Proteins perform a host of vital tasks in our bodies. Some are already in use as drugs, like insulin, while others show promise that researchers are still trying to harness.

Encapsulation ensures a slow release of the proteins, which emerge from the gel over the course of weeks as the nanoparticles break down. Because it takes some time for the nanoparticles to degrade enough, there's a delay of a few days before any proteins emerge.

But Shoichet wanted to get the proteins to the injured tissue immediately. As an experiment, her group tried mixing some unencapsulated proteins directly into the gel. They thought these would make their way out of the gel right away.

Only, they didn’t. The researchers found it still took a few days for any proteins to leave the gel.

“Once we saw that really interesting phenomenon we tried to understand why, like how was that possibly happening,” says Shoichet.

When they looked into it, they discovered something they say no one else had noticed before. The proteins they were using have a slight positive charge. The nanoparticles, on the other hand, have a slight negative charge. The attraction between the two was slowing down the proteins' release.

“You can imagine a protein diffusing through a gel in which there’s all these sticky points,” says Shoichet. She says that the attraction between the protein and the nanoparticles is pretty weak, likening it to the stickiness of a Post-It note. A computer simulation confirmed that those electrostatic interactions were holding the proteins back.

Not only did it take a few days for the proteins to start emerging from the gel, the researchers found that when they did begin to release, they came out at almost the same rate as proteins that had been encapsulated in nanoparticles. Encapsulation, they say, might not be necessary at all.

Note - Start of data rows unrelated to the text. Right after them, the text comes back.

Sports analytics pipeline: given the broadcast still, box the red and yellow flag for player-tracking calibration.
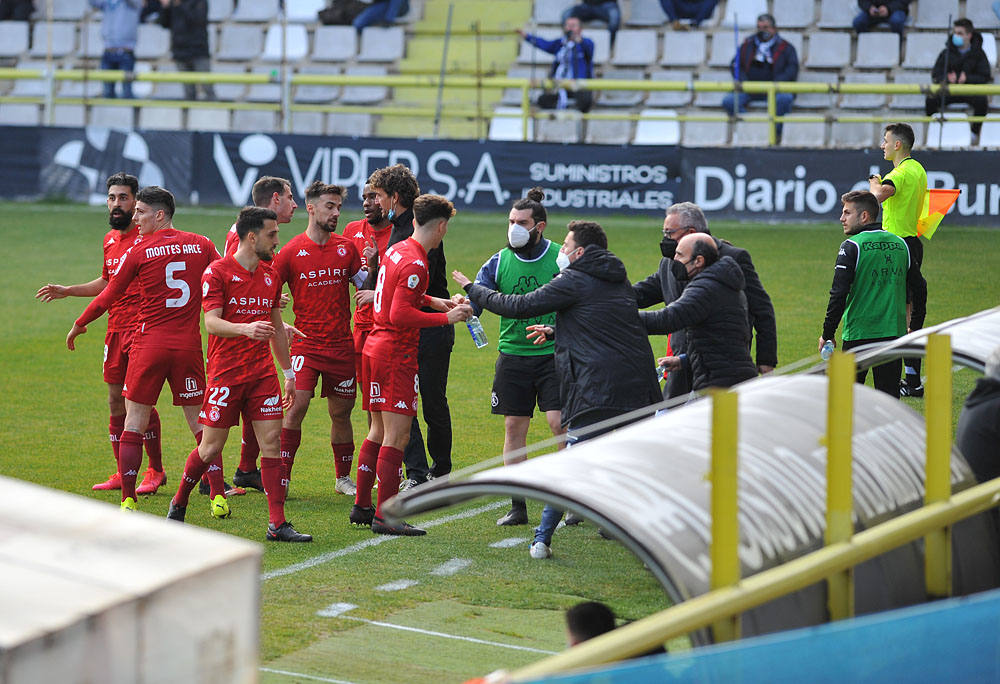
[917,188,960,240]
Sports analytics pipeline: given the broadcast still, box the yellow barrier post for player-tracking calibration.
[709,390,740,642]
[824,350,855,620]
[924,335,951,598]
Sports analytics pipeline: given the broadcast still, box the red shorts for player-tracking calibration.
[292,350,357,400]
[362,354,420,416]
[198,374,283,428]
[104,331,135,385]
[123,347,205,406]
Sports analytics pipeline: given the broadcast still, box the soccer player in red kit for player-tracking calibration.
[350,195,472,536]
[66,185,222,510]
[167,207,312,542]
[274,181,368,496]
[35,172,167,494]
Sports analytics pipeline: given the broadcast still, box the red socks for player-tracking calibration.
[354,439,382,508]
[331,442,354,477]
[260,457,288,527]
[375,446,403,518]
[282,428,302,481]
[118,430,142,501]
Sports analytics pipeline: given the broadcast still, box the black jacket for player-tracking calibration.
[931,32,993,83]
[158,0,208,60]
[640,256,757,390]
[465,245,660,425]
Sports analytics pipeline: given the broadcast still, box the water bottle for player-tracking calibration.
[465,316,490,349]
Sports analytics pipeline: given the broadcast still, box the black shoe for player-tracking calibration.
[497,506,528,527]
[167,501,187,522]
[372,515,427,537]
[265,520,312,542]
[233,468,264,492]
[350,504,375,527]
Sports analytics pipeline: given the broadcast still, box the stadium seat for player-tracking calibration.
[804,31,851,69]
[487,107,535,142]
[903,31,948,70]
[911,0,962,30]
[260,24,308,62]
[229,0,278,23]
[215,24,264,62]
[358,26,406,62]
[660,31,708,67]
[722,0,768,28]
[0,21,29,57]
[312,26,358,62]
[772,0,816,28]
[632,108,681,145]
[854,32,899,69]
[135,24,170,59]
[595,69,646,107]
[646,69,691,107]
[924,112,982,150]
[29,21,76,59]
[611,29,657,67]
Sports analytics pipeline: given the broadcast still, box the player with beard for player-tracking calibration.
[66,185,222,510]
[35,172,167,494]
[167,207,312,542]
[274,181,368,496]
[473,188,564,525]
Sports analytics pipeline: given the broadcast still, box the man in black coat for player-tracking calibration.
[452,221,660,558]
[924,19,993,145]
[640,233,757,390]
[633,202,778,399]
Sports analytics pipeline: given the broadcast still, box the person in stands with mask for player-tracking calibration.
[458,188,563,525]
[640,233,757,390]
[452,222,660,558]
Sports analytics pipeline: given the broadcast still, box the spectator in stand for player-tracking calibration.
[722,14,799,139]
[562,0,622,45]
[924,19,993,145]
[660,0,719,31]
[158,0,215,100]
[854,0,910,36]
[517,17,594,112]
[90,0,142,99]
[353,0,410,35]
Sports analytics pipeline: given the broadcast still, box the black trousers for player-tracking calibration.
[403,325,455,482]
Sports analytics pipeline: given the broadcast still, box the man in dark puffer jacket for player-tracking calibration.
[640,233,757,390]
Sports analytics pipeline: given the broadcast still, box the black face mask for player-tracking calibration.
[660,235,677,259]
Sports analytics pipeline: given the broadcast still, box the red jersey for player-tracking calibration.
[101,224,139,332]
[344,219,392,330]
[201,256,281,385]
[365,237,448,359]
[76,228,219,351]
[274,233,368,354]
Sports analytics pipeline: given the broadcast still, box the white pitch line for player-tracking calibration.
[340,616,556,655]
[260,501,507,582]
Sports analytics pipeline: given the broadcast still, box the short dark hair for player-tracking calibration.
[250,176,292,207]
[840,190,878,221]
[135,185,177,219]
[566,601,615,641]
[885,123,916,150]
[236,207,278,240]
[566,221,608,249]
[413,195,455,226]
[108,171,139,197]
[306,180,347,203]
[368,164,420,207]
[511,187,549,223]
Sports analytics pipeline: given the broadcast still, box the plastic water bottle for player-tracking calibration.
[465,316,490,349]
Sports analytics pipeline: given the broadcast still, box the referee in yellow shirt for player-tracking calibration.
[868,123,927,397]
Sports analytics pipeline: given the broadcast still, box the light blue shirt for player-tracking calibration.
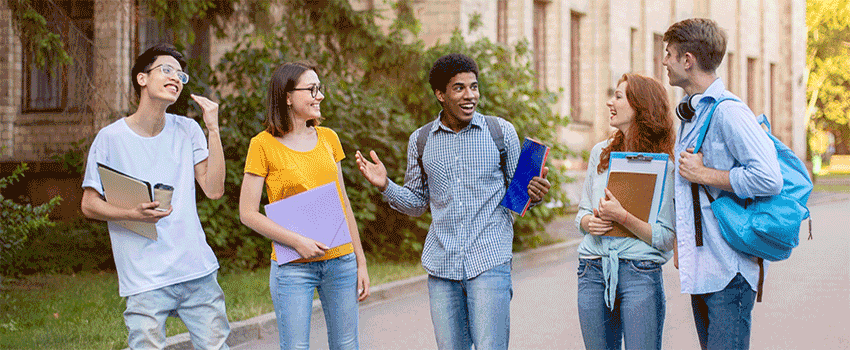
[675,78,782,294]
[576,140,676,309]
[383,113,519,281]
[83,113,218,297]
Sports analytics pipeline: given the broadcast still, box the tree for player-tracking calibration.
[806,0,850,154]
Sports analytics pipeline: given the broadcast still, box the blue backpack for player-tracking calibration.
[694,98,813,301]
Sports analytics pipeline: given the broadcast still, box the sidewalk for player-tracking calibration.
[159,214,582,350]
[166,187,850,349]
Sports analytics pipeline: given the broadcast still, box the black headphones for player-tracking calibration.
[676,94,702,122]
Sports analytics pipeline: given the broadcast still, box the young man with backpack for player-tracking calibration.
[356,54,550,349]
[663,18,783,349]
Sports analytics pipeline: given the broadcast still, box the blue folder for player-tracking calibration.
[501,137,549,216]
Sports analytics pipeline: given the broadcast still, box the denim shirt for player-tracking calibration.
[675,78,782,294]
[383,112,519,281]
[575,140,676,310]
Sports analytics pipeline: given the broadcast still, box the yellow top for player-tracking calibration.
[245,126,354,262]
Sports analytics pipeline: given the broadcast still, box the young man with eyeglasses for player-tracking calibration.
[662,18,782,349]
[82,44,230,349]
[355,54,550,349]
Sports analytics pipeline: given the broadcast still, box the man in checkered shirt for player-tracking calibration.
[356,54,550,349]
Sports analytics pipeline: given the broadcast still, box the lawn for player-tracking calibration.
[0,261,424,349]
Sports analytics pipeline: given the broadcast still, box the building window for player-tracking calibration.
[629,28,642,73]
[652,33,666,83]
[22,0,94,112]
[533,0,549,88]
[570,12,587,123]
[767,63,777,127]
[496,0,508,44]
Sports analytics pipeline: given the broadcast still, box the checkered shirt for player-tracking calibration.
[383,112,520,280]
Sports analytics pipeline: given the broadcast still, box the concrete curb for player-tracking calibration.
[165,238,581,350]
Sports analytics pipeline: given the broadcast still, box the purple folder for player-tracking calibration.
[265,181,351,265]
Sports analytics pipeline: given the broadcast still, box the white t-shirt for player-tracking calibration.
[83,114,218,297]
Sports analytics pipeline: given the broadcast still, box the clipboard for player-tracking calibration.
[605,152,669,238]
[264,181,351,265]
[499,137,549,216]
[97,163,157,241]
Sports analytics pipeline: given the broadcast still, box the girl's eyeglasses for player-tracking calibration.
[292,84,325,98]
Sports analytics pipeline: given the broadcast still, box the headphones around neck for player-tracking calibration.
[676,94,702,122]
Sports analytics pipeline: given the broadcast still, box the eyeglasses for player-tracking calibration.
[292,84,325,98]
[145,63,189,84]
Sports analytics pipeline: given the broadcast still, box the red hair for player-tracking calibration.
[596,73,675,174]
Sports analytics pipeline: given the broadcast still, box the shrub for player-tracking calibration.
[0,163,62,281]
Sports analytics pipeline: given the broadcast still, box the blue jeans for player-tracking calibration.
[124,272,230,349]
[578,259,666,349]
[428,260,513,349]
[269,253,359,349]
[691,273,756,349]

Being able to skip the encapsulation step is a big deal, says Michael Sefton. He’s also a biomedical engineer at the University of Toronto, but he wasn’t involved in Shoichet’s research.

Sefton explains that it’s not easy to get proteins inside nanoparticles. Usually, he says, scientists end up wasting a lot of protein trying to get enough embedded in nanoparticles. The process can also damage the proteins, exposing them to chemicals and physical stresses that lessen their therapeutic effectiveness.

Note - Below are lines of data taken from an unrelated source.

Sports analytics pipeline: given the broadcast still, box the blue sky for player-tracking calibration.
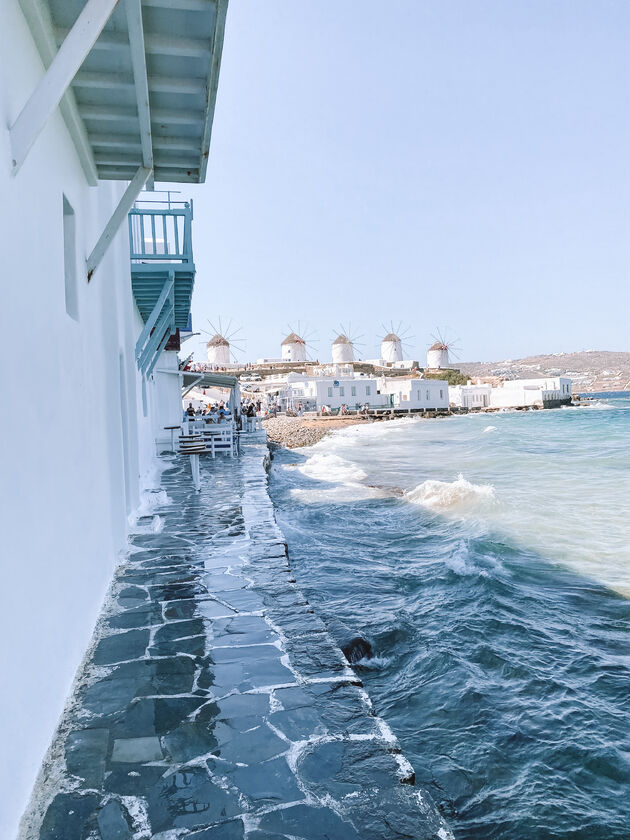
[170,0,630,361]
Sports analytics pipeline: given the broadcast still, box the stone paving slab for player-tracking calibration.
[26,433,452,840]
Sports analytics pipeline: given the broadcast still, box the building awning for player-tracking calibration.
[182,370,238,388]
[16,0,227,184]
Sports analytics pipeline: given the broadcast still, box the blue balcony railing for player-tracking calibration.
[129,201,193,263]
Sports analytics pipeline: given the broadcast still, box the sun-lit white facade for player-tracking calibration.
[0,0,227,840]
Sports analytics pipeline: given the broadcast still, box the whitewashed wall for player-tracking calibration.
[0,0,176,840]
[381,377,449,411]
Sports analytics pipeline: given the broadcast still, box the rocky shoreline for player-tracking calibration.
[263,415,382,449]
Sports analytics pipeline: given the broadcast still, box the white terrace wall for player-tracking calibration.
[380,377,448,411]
[0,0,169,840]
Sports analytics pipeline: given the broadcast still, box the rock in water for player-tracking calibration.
[328,620,374,665]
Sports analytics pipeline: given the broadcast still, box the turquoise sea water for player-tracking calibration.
[271,394,630,840]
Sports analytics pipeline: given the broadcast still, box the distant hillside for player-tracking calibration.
[457,350,630,393]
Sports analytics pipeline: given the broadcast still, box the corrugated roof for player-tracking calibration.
[29,0,227,183]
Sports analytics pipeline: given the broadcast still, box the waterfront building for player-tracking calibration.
[378,376,449,411]
[490,376,572,408]
[281,332,306,362]
[276,372,448,411]
[427,341,451,370]
[0,0,226,838]
[278,373,390,411]
[448,381,492,409]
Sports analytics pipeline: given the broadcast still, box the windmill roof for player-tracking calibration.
[282,333,306,344]
[206,333,230,347]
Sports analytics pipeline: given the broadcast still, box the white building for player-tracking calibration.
[276,373,448,411]
[282,332,306,362]
[332,333,354,365]
[427,341,451,370]
[278,373,390,411]
[0,0,224,840]
[381,333,403,364]
[206,333,230,367]
[379,376,449,411]
[490,376,572,408]
[448,382,492,409]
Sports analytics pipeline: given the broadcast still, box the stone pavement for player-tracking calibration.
[24,433,452,840]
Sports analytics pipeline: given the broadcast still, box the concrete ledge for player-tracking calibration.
[25,433,452,840]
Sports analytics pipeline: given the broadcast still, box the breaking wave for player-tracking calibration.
[445,540,488,577]
[298,452,367,483]
[405,473,496,513]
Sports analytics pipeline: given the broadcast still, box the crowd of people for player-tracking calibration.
[183,400,262,428]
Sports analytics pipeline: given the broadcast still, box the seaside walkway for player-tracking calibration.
[22,432,452,840]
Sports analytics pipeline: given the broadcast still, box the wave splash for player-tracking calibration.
[445,540,489,577]
[405,473,496,513]
[298,452,367,483]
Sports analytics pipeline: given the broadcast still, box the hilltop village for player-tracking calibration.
[185,332,572,426]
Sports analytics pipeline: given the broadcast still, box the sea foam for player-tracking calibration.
[298,452,367,484]
[404,473,496,513]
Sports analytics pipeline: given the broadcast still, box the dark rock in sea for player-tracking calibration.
[328,620,374,665]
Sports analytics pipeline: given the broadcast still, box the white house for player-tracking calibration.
[279,374,390,411]
[0,0,226,839]
[448,382,492,409]
[427,341,451,370]
[490,376,572,408]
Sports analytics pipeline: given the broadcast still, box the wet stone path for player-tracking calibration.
[27,433,451,840]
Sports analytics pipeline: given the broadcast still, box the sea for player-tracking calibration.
[270,392,630,840]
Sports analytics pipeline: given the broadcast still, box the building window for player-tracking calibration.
[63,195,79,321]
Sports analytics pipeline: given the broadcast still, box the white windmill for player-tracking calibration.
[281,322,314,362]
[202,318,244,367]
[381,321,408,364]
[427,330,459,370]
[331,324,361,365]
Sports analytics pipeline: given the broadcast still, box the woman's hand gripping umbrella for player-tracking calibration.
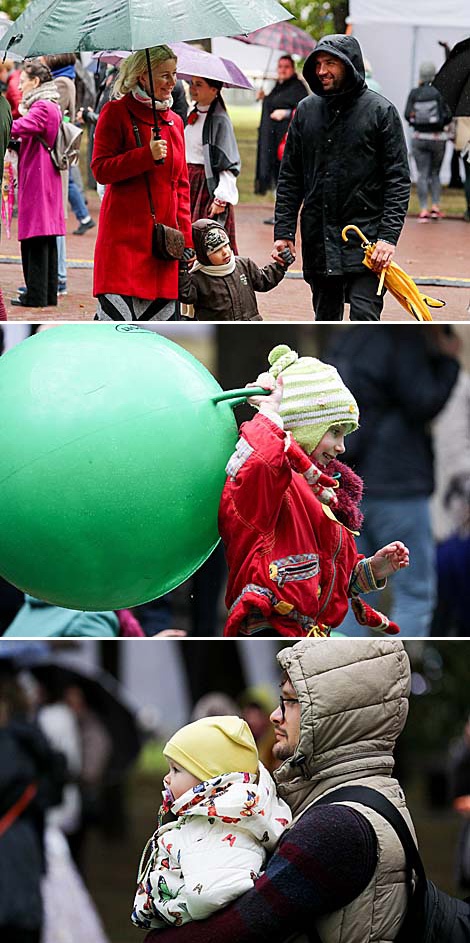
[341,225,445,321]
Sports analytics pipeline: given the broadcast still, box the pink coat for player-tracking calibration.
[11,101,65,241]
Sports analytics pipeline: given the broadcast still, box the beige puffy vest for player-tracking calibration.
[274,639,413,943]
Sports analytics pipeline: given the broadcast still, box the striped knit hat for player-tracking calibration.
[268,344,359,455]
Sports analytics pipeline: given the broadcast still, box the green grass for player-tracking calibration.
[228,105,465,216]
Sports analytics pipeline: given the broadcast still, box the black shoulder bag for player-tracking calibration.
[311,786,470,943]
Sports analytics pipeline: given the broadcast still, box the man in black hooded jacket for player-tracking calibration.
[273,35,410,321]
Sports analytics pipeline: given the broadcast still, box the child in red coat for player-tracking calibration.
[219,345,409,636]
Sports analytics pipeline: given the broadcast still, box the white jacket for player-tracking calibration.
[131,763,292,930]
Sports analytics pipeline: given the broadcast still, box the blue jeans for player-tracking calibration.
[69,175,88,223]
[338,497,436,638]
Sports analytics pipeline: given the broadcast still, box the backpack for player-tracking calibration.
[408,86,450,133]
[39,121,83,170]
[314,786,470,943]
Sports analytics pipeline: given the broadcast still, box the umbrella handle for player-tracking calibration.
[212,386,272,409]
[145,48,165,164]
[341,223,372,249]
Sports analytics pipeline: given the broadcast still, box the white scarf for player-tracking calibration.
[190,252,236,278]
[132,85,173,111]
[18,82,60,115]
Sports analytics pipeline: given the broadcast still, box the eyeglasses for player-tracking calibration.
[279,694,300,720]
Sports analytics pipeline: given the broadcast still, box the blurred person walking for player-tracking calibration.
[272,35,410,321]
[255,56,308,214]
[324,325,460,637]
[0,658,66,943]
[0,87,12,321]
[184,76,241,255]
[91,46,192,321]
[405,62,452,223]
[11,59,65,308]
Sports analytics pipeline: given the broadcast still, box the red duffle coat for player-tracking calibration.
[91,94,192,300]
[219,414,363,636]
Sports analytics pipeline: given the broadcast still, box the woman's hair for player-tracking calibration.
[113,46,177,98]
[21,59,54,85]
[42,52,77,72]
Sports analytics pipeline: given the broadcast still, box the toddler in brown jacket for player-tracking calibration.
[179,219,293,321]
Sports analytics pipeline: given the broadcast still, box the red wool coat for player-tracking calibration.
[91,95,192,300]
[219,414,363,636]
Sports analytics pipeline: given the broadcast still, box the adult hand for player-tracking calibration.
[271,239,296,265]
[369,540,410,581]
[246,372,284,413]
[149,139,168,160]
[269,108,290,121]
[370,239,396,274]
[209,200,226,219]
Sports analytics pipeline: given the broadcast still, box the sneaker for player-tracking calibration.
[73,219,96,236]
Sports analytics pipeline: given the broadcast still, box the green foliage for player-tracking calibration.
[285,0,349,39]
[404,641,470,754]
[2,0,28,20]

Shoichet agrees. “It saves an enormous amount of time and I think an enormous amount of protein,” she says. “Now we don’t have to spend a week or longer encapsulating our protein.” That means more time to find out how the proteins can help us.

During their experiments, Schoichet’s group also found that they could change how quickly the unencapsulated proteins got out, giving them more control. Adding more or bigger nanoparticles to the gel slowed down the proteins' release. Shoichet says that’s because there was more nanoparticle surface area for them to stick to.

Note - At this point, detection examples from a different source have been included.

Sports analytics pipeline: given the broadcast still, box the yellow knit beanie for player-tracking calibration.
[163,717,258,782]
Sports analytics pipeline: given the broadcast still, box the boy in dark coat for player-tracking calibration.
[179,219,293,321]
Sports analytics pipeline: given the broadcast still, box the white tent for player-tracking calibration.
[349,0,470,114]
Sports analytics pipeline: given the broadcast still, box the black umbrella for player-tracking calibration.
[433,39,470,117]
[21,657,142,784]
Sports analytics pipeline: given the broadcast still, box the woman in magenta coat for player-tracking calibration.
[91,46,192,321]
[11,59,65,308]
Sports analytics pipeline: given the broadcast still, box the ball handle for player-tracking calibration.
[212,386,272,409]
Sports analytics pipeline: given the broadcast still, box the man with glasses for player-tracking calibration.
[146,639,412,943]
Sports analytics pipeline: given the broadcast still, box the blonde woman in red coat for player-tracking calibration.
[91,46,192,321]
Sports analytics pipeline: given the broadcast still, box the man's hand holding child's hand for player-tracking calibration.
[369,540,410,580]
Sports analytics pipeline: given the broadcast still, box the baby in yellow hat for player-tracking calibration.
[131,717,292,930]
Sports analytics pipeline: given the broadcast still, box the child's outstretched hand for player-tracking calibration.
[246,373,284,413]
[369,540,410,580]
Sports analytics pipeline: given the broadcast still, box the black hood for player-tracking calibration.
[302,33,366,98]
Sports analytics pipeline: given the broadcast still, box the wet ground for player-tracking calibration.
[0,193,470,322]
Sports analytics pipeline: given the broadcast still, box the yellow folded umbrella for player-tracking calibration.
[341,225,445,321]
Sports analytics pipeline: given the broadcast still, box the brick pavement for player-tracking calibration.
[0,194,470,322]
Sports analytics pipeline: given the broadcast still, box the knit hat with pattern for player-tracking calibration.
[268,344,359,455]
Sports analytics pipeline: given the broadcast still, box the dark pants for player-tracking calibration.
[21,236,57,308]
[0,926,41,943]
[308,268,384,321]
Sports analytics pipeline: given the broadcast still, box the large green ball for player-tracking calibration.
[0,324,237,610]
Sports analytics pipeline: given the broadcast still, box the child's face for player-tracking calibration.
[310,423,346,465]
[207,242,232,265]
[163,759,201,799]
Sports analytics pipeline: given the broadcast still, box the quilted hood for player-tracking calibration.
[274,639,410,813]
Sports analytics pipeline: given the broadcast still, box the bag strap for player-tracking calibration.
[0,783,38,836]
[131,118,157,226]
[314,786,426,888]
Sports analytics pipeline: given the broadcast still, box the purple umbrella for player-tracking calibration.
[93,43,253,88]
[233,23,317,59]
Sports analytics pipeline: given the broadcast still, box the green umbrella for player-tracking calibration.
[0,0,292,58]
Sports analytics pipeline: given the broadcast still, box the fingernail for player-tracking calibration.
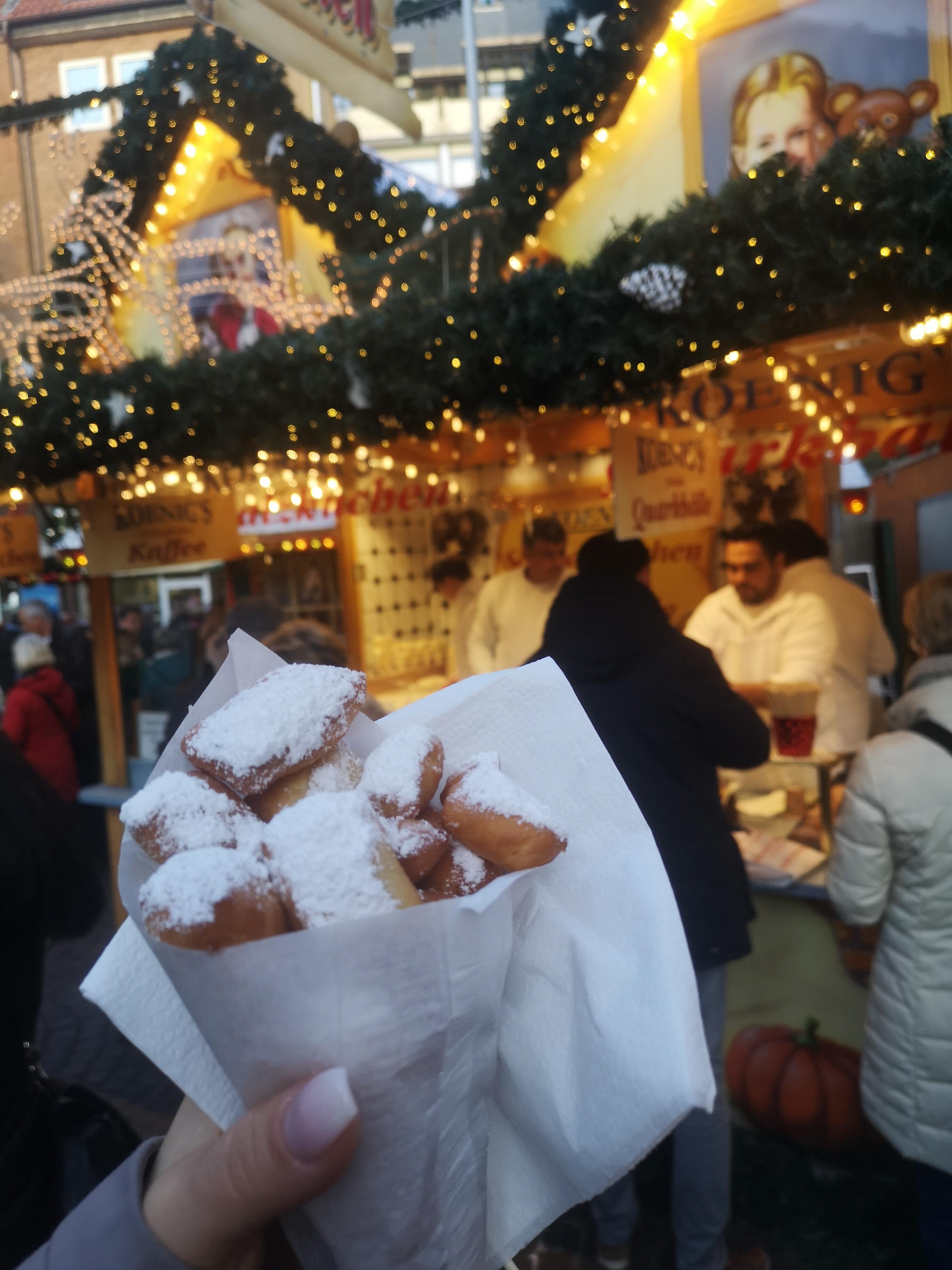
[284,1067,357,1163]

They can also speed up protein release, by making the gel more acidic. As the gel's pH gets lower, there are more positively charged hydrogen ions floating around. Those can bind to the negatively charged nanoparticles and make them neutral. Without a charge, the proteins no longer stick to the nanoparticles.

That also explains why in their initial experiments the group still had to wait a few days for the proteins to emerge from the gel, Shoichet says. She explains that the plastic the nanoparticles are made of breaks down into acids. As that happens, the gel becomes more acidic, reducing the nanoparticles’ stickiness until the proteins eventually start to move out of the gel.

All of the proteins the group is exploring for therapeutic use are positively charged, so the delayed release worked with their nanoparticles. When the researchers tried a negatively charged protein it came out of the gel immediately, as they predicted.

There may be positively charged nanoparticles that could work the same way with negatively charged proteins. Or, says Shoichet, proteins with different charges could be used together, if it was advantageous to have one reach the injured tissue immediately and the other more slowly.